Ma la resilienza si ha o si può imparare?

« Molti ritengono che la resilienza possa essere insegnata ed appresa (cioè, “costruita” attraverso interventi strutturati) e possa essere “misurata” in modo attendibile, consentendo così di valutare gli effetti degli interventi. Nei bambini che sono stati vittime di gravi traumi sono stati studiati con risultati positivi diversi interventi volti a promuovere la resilienza, sia individuali (ad orientamento cognitivo-comportamentale) che mirati alla relazione genitori-bambino. In questo ambito è stato messo a punto e sperimentato il New Beginnings Program per bambini tra i 9 e 12 anni i cui genitori hanno divorziato».

 Che “uso” si può fare di questa facoltà?

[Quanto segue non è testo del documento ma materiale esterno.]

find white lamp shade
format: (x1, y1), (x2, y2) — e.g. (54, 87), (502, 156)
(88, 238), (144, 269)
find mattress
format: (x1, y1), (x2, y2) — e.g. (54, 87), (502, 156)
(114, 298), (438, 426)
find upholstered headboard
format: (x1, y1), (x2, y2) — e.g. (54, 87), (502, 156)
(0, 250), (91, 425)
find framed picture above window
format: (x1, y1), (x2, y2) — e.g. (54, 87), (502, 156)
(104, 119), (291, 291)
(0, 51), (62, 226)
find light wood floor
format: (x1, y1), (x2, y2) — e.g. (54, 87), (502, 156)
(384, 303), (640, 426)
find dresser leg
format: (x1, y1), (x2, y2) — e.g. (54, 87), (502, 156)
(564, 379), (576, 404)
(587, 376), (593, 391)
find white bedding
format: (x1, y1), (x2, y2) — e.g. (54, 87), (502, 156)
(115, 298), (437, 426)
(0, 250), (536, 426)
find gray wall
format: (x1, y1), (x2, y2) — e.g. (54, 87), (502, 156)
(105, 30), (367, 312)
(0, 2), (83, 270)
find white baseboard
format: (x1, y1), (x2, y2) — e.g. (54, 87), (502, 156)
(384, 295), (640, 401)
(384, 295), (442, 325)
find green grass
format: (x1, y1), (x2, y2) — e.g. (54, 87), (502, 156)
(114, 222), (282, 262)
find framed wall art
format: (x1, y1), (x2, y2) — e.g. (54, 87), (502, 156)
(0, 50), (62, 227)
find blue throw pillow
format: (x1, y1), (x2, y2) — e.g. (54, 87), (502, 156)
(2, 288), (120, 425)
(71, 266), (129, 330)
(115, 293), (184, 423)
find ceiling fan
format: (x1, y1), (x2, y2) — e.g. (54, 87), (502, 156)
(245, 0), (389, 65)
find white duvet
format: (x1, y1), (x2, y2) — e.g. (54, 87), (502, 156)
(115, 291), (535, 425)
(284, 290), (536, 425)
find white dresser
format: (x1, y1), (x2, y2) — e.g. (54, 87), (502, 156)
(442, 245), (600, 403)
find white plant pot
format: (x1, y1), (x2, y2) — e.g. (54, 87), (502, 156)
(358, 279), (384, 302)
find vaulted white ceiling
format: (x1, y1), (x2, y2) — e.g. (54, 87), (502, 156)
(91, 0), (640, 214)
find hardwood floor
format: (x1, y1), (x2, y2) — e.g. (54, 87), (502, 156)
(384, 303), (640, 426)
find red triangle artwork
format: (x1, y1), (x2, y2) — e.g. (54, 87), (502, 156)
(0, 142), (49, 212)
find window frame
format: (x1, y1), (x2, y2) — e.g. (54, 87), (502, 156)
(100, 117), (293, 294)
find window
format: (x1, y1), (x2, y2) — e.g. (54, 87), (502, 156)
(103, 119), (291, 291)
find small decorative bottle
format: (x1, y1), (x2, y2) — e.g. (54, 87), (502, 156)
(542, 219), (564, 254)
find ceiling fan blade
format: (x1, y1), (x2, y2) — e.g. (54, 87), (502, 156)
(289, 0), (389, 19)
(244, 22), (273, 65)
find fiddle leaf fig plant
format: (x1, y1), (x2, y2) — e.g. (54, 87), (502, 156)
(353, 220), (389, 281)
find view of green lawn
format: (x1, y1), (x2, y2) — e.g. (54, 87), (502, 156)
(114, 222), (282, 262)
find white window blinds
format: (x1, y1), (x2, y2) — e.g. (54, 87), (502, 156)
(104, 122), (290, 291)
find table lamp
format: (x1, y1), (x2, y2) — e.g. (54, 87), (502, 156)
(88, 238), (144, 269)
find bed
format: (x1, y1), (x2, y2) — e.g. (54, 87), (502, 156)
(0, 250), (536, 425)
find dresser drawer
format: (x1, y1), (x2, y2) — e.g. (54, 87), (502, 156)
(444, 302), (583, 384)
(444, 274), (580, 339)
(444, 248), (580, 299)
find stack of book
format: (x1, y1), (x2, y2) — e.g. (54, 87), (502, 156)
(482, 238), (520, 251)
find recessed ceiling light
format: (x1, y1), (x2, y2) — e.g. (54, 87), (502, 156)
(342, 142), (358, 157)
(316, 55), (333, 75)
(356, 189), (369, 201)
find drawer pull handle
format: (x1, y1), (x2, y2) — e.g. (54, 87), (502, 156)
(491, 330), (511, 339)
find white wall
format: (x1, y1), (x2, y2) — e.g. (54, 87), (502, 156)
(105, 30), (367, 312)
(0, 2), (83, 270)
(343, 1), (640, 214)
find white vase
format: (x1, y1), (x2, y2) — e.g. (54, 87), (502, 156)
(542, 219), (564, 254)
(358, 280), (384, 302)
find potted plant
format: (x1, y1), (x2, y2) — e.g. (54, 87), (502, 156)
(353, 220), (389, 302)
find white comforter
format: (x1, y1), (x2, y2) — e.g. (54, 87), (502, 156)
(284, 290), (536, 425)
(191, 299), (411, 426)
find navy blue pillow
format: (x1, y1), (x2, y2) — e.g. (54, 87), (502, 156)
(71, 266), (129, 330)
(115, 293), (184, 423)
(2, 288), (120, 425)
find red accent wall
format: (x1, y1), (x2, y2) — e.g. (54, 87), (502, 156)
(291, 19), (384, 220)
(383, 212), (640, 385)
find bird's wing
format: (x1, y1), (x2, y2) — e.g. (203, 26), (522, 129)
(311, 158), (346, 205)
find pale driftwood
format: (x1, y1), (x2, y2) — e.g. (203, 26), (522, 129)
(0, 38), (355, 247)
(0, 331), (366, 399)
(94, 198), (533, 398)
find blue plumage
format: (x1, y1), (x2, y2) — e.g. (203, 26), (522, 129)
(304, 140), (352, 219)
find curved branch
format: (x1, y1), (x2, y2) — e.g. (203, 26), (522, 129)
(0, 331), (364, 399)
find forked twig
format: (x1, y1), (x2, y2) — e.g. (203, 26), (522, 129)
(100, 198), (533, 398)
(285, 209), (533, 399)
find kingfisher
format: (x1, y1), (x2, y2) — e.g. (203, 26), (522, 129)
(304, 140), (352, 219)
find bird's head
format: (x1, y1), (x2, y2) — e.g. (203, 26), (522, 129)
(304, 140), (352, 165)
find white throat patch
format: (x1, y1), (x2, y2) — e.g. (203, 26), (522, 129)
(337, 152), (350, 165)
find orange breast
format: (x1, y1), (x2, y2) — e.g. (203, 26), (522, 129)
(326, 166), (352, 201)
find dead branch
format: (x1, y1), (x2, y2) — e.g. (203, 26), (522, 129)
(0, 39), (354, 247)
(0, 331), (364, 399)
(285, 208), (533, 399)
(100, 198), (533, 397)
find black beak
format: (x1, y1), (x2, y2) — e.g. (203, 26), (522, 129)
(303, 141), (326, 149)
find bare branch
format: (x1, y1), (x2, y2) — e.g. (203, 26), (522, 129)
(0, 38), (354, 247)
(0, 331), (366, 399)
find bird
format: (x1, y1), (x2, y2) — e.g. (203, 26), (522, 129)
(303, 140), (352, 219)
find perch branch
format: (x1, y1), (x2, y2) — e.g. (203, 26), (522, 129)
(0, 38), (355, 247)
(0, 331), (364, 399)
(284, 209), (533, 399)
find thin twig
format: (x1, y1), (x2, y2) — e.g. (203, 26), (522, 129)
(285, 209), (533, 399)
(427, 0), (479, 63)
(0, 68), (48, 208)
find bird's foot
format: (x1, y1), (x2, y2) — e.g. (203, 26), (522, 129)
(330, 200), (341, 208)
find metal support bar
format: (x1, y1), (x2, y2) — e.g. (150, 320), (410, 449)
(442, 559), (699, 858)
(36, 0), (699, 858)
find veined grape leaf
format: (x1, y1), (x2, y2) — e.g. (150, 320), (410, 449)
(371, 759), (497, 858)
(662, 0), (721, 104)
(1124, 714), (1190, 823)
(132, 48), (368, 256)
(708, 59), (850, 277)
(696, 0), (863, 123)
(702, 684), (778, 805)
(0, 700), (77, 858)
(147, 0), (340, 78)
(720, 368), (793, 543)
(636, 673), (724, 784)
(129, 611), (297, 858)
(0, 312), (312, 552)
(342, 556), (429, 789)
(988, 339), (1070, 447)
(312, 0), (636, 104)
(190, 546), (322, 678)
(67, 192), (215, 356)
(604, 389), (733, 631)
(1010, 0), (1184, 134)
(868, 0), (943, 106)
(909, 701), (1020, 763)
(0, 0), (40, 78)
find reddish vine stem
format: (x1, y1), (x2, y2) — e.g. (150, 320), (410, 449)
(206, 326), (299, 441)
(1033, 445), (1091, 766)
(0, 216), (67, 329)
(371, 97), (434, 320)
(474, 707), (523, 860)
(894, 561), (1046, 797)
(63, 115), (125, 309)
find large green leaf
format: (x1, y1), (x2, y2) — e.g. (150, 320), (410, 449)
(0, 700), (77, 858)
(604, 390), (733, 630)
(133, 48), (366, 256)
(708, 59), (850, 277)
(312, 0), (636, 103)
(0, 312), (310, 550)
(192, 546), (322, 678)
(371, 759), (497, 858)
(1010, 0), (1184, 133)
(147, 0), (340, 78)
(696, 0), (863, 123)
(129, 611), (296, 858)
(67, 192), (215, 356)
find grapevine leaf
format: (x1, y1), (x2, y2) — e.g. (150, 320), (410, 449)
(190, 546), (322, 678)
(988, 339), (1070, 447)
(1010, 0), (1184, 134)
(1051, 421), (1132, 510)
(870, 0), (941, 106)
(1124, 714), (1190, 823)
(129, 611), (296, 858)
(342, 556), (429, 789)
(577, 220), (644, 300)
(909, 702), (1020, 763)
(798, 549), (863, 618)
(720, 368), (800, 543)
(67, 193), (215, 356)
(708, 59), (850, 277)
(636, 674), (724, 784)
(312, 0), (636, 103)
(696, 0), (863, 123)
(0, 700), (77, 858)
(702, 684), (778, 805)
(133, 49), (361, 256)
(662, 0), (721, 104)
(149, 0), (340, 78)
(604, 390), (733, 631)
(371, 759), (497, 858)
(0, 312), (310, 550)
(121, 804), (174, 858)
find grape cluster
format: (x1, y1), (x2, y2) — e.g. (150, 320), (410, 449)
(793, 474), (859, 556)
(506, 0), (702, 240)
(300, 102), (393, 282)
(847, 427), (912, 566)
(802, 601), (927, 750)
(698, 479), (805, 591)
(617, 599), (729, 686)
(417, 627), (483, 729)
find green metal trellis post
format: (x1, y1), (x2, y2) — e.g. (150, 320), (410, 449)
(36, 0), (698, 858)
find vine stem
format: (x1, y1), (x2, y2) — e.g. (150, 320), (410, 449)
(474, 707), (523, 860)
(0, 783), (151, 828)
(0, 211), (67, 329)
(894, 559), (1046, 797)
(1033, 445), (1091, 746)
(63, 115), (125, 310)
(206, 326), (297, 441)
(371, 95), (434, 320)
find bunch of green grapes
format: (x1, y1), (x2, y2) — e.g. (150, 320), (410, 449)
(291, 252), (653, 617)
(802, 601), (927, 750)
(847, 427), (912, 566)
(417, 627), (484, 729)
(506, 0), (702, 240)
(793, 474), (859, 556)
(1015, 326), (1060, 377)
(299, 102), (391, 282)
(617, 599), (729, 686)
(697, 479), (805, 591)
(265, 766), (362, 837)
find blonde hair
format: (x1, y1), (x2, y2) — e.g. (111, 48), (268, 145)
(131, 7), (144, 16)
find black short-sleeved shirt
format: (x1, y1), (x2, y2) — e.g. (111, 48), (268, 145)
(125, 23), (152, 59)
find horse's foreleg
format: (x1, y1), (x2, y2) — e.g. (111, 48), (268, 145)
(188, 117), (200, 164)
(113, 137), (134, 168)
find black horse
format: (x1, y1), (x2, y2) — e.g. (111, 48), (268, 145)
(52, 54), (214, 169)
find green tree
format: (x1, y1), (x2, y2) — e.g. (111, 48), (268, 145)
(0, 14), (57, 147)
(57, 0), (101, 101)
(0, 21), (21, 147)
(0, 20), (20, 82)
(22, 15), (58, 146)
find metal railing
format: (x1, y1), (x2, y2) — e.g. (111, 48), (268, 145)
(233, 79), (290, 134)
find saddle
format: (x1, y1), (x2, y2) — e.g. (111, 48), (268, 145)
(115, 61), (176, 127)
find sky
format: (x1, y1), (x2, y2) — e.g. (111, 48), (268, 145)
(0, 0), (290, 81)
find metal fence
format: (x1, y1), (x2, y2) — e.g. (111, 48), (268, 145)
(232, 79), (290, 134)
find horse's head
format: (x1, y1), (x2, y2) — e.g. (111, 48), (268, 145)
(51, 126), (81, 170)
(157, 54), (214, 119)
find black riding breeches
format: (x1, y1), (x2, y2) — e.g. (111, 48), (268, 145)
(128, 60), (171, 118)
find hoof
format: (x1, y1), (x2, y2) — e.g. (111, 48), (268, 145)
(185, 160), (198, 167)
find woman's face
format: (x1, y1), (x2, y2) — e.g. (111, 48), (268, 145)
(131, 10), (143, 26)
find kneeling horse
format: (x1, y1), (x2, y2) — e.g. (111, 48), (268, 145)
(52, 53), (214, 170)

«La ricerca sulla resilienza ha avuto come oggetto non soltanto i bambini esposti ad abusi fisici o sessuali o ad altri traumi, ma anche le vittime di guerre o terrorismo e le persone affette da gravi malattie fisiche. In quest’ultimo ambito, la resilienza è stata studiata anche come fattore che può contribuire al successo dei trattamenti: ad esempio, in un gruppo di pazienti con cardiopatie coronariche, si è trovato che quelli con valori elevati di resilienza (misurata come una combinazione di ottimismo, percezione di controllo della situazione e autostima) avevano una risposta significativamente migliore ad un programma di riabilitazione di quelli con livelli bassi».